Visualize on the tree
---------------------

.. code-block:: python

   import matplotlib.pyplot as plt
   import matplotlib.cm as cm
   import networkx as nx

   tree = spade.result_.tree_
   pos = nx.spring_layout(tree, seed=42, weight="weight")

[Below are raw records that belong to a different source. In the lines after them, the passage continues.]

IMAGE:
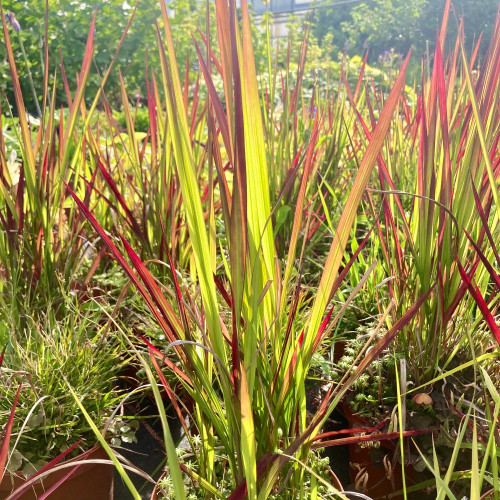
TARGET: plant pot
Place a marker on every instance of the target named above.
(367, 463)
(89, 481)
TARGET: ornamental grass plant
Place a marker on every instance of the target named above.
(259, 214)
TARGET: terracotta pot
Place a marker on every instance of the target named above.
(89, 482)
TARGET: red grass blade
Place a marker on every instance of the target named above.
(483, 307)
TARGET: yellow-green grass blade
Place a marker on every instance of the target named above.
(106, 447)
(349, 213)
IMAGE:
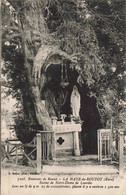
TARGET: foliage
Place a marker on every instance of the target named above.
(91, 32)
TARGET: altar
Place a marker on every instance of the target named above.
(66, 138)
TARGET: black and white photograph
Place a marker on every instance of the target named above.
(63, 97)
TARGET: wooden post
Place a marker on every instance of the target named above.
(16, 160)
(39, 152)
(121, 136)
(98, 143)
(53, 146)
(76, 144)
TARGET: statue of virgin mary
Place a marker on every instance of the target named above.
(75, 102)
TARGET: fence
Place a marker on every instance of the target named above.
(42, 147)
(104, 144)
(105, 150)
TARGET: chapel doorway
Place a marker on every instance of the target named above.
(57, 99)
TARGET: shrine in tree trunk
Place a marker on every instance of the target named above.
(73, 135)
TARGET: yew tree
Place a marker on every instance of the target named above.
(89, 35)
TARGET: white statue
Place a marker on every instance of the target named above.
(75, 102)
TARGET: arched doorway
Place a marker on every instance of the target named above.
(57, 100)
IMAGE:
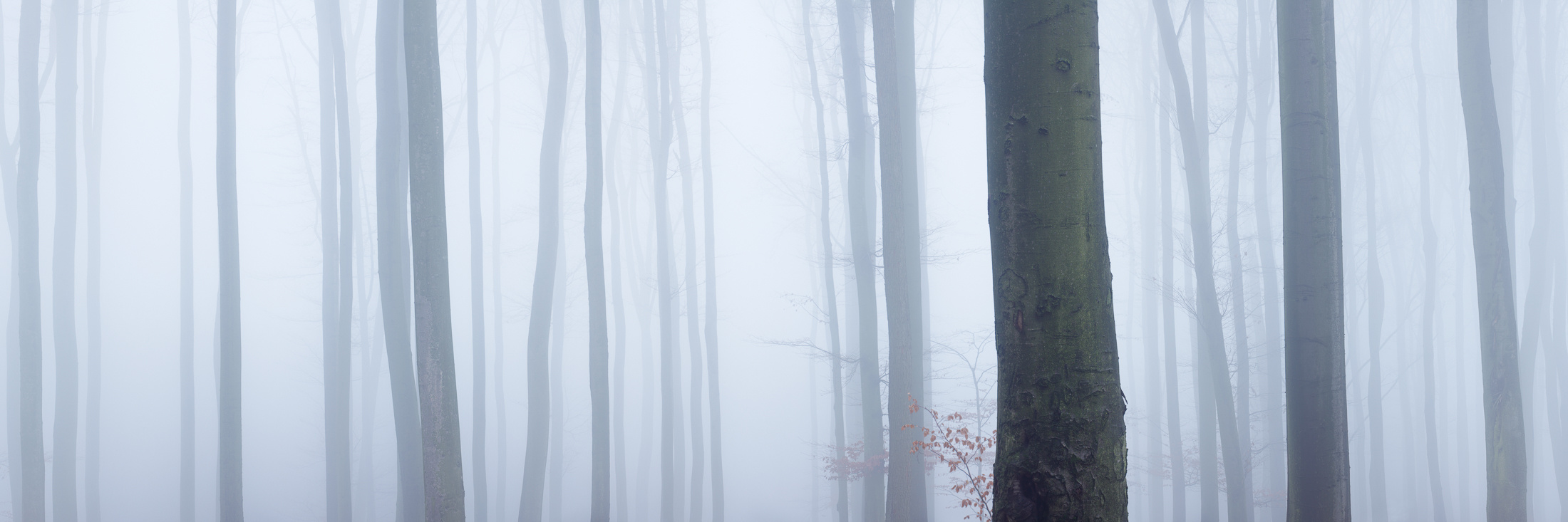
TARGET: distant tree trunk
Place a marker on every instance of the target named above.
(537, 454)
(1506, 456)
(1314, 318)
(471, 66)
(1211, 365)
(1429, 253)
(1547, 164)
(393, 244)
(593, 240)
(231, 486)
(709, 262)
(438, 383)
(863, 239)
(832, 293)
(902, 267)
(1169, 317)
(1061, 434)
(95, 157)
(187, 276)
(1274, 357)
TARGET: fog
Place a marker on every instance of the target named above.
(763, 286)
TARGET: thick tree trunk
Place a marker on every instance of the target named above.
(393, 244)
(537, 452)
(471, 66)
(1061, 434)
(1504, 411)
(438, 385)
(900, 263)
(1314, 350)
(65, 258)
(863, 240)
(593, 240)
(830, 289)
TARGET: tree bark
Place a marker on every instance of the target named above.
(1061, 434)
(1504, 411)
(1314, 344)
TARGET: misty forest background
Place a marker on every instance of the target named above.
(763, 298)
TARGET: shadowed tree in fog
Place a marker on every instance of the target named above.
(830, 289)
(1504, 411)
(1211, 369)
(65, 268)
(545, 278)
(863, 245)
(896, 120)
(1314, 315)
(231, 486)
(393, 256)
(593, 244)
(1061, 434)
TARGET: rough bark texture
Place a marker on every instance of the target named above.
(1314, 317)
(1062, 452)
(1504, 411)
(438, 381)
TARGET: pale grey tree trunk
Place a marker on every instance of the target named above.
(1211, 365)
(1314, 344)
(471, 66)
(1504, 411)
(830, 289)
(231, 486)
(863, 239)
(537, 454)
(65, 270)
(438, 385)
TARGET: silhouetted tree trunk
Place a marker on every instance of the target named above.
(231, 488)
(537, 454)
(471, 66)
(1506, 456)
(863, 239)
(1429, 253)
(1061, 434)
(832, 292)
(65, 258)
(393, 244)
(902, 266)
(187, 276)
(593, 240)
(1314, 317)
(1209, 356)
(438, 385)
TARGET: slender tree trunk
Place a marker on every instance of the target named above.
(1061, 434)
(537, 454)
(593, 240)
(438, 385)
(863, 239)
(231, 488)
(187, 276)
(1314, 352)
(902, 263)
(711, 284)
(394, 254)
(1506, 455)
(832, 293)
(1169, 317)
(471, 66)
(1211, 367)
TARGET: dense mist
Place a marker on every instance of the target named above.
(849, 261)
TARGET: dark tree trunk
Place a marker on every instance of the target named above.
(1314, 317)
(593, 240)
(1504, 411)
(1061, 434)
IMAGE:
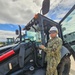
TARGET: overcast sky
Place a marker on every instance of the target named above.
(22, 11)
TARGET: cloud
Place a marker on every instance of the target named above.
(22, 11)
(18, 11)
(59, 9)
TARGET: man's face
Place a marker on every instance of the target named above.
(53, 34)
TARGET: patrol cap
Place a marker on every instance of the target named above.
(53, 29)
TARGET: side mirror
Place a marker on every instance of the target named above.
(17, 32)
(45, 6)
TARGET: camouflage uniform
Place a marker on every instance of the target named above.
(53, 55)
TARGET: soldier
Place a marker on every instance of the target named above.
(52, 51)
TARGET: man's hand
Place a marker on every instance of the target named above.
(42, 46)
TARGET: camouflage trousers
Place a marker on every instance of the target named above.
(52, 67)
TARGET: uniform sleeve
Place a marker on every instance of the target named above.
(57, 45)
(55, 48)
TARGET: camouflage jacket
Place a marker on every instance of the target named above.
(53, 49)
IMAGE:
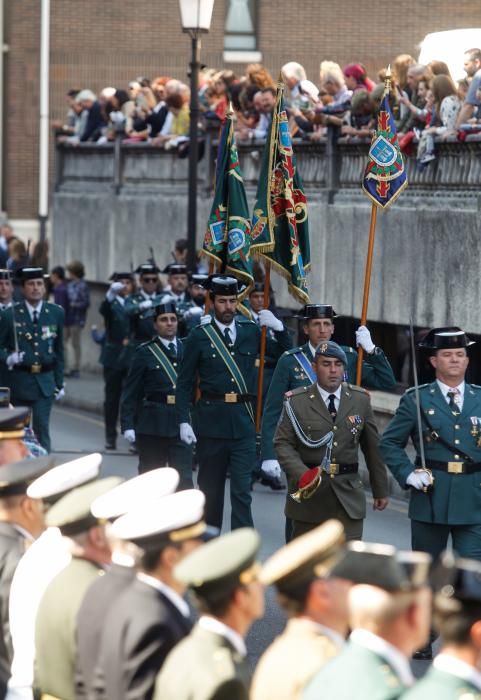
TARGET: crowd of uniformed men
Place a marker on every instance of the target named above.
(94, 572)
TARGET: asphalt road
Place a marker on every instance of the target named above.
(75, 433)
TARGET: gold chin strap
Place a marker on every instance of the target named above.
(250, 574)
(12, 434)
(188, 533)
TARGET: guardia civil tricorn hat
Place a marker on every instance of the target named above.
(446, 338)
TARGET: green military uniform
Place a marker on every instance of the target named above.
(115, 357)
(56, 622)
(439, 685)
(341, 494)
(151, 384)
(35, 381)
(454, 505)
(357, 673)
(225, 427)
(290, 374)
(216, 663)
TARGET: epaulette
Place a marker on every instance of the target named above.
(413, 388)
(360, 389)
(292, 351)
(295, 392)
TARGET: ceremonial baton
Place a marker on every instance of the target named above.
(418, 409)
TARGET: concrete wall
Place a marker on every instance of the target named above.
(427, 251)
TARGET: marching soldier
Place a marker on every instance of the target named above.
(13, 422)
(21, 521)
(294, 370)
(55, 625)
(138, 306)
(456, 671)
(222, 353)
(451, 427)
(31, 346)
(6, 290)
(116, 353)
(390, 610)
(316, 605)
(317, 444)
(151, 384)
(223, 578)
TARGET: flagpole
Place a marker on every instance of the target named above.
(367, 284)
(370, 253)
(262, 352)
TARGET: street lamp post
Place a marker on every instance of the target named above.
(196, 17)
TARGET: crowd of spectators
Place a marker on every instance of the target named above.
(426, 102)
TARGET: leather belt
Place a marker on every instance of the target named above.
(229, 398)
(159, 397)
(36, 368)
(339, 469)
(452, 467)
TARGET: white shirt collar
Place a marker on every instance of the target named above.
(456, 667)
(325, 394)
(215, 626)
(387, 651)
(166, 343)
(31, 308)
(334, 636)
(445, 388)
(169, 592)
(231, 327)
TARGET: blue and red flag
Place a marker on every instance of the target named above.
(385, 176)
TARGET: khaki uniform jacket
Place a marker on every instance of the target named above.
(354, 427)
(291, 661)
(203, 666)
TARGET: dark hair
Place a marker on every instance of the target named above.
(77, 268)
(122, 97)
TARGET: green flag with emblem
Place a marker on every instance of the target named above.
(280, 227)
(227, 238)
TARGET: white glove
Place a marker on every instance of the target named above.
(129, 435)
(15, 358)
(187, 435)
(363, 338)
(193, 313)
(113, 290)
(418, 480)
(271, 467)
(267, 318)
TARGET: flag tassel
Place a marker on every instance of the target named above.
(262, 352)
(367, 284)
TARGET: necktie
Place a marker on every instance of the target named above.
(452, 400)
(332, 406)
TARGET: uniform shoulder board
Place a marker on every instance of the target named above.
(413, 388)
(295, 392)
(292, 351)
(360, 389)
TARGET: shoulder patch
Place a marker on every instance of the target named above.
(292, 351)
(360, 389)
(296, 392)
(421, 386)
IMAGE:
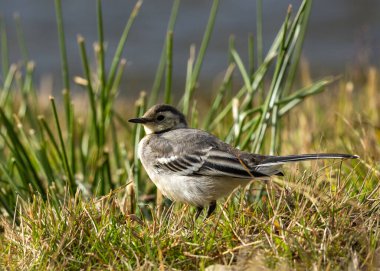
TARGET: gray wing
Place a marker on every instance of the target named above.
(197, 153)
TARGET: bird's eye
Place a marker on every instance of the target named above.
(160, 117)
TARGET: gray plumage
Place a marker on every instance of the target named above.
(195, 167)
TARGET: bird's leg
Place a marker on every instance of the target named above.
(211, 208)
(199, 211)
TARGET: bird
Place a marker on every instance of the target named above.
(195, 167)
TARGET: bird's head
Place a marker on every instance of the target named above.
(161, 118)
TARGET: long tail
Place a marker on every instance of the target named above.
(278, 160)
(271, 165)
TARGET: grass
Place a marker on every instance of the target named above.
(74, 195)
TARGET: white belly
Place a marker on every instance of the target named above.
(194, 190)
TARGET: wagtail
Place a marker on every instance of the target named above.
(192, 166)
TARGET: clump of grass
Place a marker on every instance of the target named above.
(58, 160)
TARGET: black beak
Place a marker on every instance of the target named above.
(139, 120)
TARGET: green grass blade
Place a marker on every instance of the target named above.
(121, 44)
(199, 60)
(4, 52)
(169, 68)
(161, 66)
(63, 147)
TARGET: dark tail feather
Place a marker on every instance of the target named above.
(302, 157)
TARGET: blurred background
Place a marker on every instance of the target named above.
(343, 35)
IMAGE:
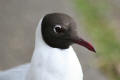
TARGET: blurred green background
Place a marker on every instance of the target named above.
(101, 19)
(99, 23)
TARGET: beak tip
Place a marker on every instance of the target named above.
(93, 50)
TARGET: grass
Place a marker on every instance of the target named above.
(107, 45)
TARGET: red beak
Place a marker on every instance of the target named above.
(84, 43)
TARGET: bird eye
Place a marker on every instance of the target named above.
(58, 29)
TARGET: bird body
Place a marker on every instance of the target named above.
(53, 57)
(53, 63)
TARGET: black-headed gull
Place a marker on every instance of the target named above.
(53, 57)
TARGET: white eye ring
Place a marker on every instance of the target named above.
(57, 27)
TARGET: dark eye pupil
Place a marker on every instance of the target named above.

   # Color nodes by fold change
   fold_changes = df_comp["fold_change"].values
   # Cap infinite fold changes for visualization
   fc_capped = np.clip(fold_changes, 0.1, 10)
   log_fc = np.log2(fc_capped)

   norm = plt.Normalize(vmin=-3, vmax=3)
   colors = [cm.RdBu_r(norm(v)) for v in log_fc]
   sizes = [tree.nodes[n].get("size", 1) for n in tree.nodes]
   max_size = max(sizes) or 1
   node_sizes = [s / max_size * 800 + 100 for s in sizes]

   fig, ax = plt.subplots(figsize=(10, 8))
   nx.draw_networkx(
       tree, pos=pos, ax=ax,
       node_size=node_sizes,
       node_color=colors,
       edge_color="gray",
       with_labels=True,
       font_size=8,
   )

   sm = cm.ScalarMappable(cmap=cm.RdBu_r, norm=norm)
   sm.set_array([])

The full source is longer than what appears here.